“Before this Constitution, a pastor would mess around, like sleep with people’s wives and no one questions because they felt he is closer to God hence is above the law. Today, when they make mistakes, people walk up to them to inform them of their mistakes and many are changing. It is quite open and progressive,” asserted Pastor Michael, a local pastor in Mbubuni town, Mbooni sub-county, Makueni County.
These comments resonate with many issues and people in Makueni, perhaps a positive note but the move by the residents who made precedence by being the first County to petition the President to dissolve the County government over what they term ‘greed’ from Members of the County Assembly (MCAs) who were aggrieved by the refusal of the Governor to approve the 2014/15 Budget speaks a different script.
Makueni politicians have over the period used the poor roads infrastructure as an election pledge, an issue which the residents hoped will come to an end with the Constitution. They have four main issues they want urgently addressed; roads, water, land tussles and education, which under the current governance stand-off in the County will not be realized.
“We are better off removing this County government now, have an election and get new leaders, whom even if they have just one year to work for residents, will ensure we get better services for that one year, than bicker for five years,” stated Joseph Syoki, an activist in the County.

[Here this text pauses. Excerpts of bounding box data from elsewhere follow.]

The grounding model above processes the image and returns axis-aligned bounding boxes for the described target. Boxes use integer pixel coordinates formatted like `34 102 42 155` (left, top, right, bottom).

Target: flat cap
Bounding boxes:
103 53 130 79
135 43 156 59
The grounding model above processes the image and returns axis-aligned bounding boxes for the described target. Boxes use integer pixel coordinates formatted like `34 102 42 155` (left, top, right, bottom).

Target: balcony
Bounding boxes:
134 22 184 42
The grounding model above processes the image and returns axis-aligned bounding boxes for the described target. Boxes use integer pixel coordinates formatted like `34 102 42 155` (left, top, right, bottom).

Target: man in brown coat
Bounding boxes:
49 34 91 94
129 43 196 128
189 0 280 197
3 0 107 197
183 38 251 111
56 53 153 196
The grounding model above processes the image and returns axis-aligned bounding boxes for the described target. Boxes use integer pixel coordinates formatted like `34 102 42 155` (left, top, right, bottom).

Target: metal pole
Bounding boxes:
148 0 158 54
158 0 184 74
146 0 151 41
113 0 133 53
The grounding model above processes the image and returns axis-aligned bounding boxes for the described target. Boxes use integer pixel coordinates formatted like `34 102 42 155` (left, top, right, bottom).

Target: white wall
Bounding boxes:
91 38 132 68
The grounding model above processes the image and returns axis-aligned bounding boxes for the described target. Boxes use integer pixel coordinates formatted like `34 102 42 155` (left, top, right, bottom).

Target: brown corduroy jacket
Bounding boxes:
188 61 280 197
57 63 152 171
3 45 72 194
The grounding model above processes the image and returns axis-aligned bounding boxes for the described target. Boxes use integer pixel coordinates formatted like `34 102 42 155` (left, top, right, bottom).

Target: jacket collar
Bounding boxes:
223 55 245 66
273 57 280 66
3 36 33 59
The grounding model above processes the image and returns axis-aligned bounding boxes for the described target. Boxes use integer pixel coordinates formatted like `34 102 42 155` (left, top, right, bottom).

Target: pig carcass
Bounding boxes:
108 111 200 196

The residents who are proud of the move to petition for the dissolution of the county say the MCAs are only concerned about foreign trips in far flung countries and in subjects which they are not conversant with neither will they be of benefit to the residents. Anne Karimi, a chairlady of several women groups in the County asked “how can an MCA claim to be learning something in Israel yet they do not know basic English as they quit school in class two?”
To them, the county assembly has refused to ensure that the county realizes development. They are however in praise of the Constitution stating that it has had some tangible differences in the people since its promulgation on 27th August 2010. They explain that power now belongs to the people unlike before, the government is nearer to the people through the offices of the Governor and Ward Administrator and people awakening through various civic education forums.
Last week, the Senate approved the nomination of commission of inquiry into the affairs of the County. The commission that holds the fate of the County will be chaired by lawyer Mohammed Nyaoga. Other members include National Police Service Commission (NPSC) Chairman Johnston Kavuludi, Emily Gatuguta, former Mombasa Mayor Taib Ali Taib, Alice Wairimu Nderitu and Harrison Maithya.
The President picked the commission after the Independent Electoral and Boundaries Commission (IEBC) verified the names of the 50,826 residents who petitioned him over the dissolution of the county. This followed a unanimous decision by the Council of Governors who blessed the process to take its rightful course. The team has since been sworn in by the Chief Justice.
During the vetting process, some nominees like Nyaoga and Gatuguta told the Senate that while they have six months to hand over their report to the President, they expect to finalize within two months. “The ground rules have been laid. We will take two months to complete this process and if anyone has any intentions to delay this process, he will not be tolerated,” Nyaoga asserted.
Makueni County residents say they have had their issues drag for too long. They lament that the divisions between the executive and the assembly have delayed budget making process such that during the first financial year, it delayed by six months while in the second year, it delayed by nine months.
Moreover, they were taken aback by the President’s decision to drag his feet to appoint the commission. Neither the Constitution nor the County Governments Act provides timeline for the President to nominate the Commission, a lacuna which the residents say needs to be filled.
Makueni County is setting precedence that people have a right and power to determine their political leadership. How this case is decided will have ramifications on the future of counties especially in terms of dispute resolution, management and general governance of devolved units. However for the residents, their hope is that the commission will quickly get down to business and wrap up its work fast enough to ensure that they go back to the ballot and elect a new County leadership that they know will safeguard their interests. They are confident that new people, especially MCAs will have taken a lesson from the current members and not repeat their mistakes.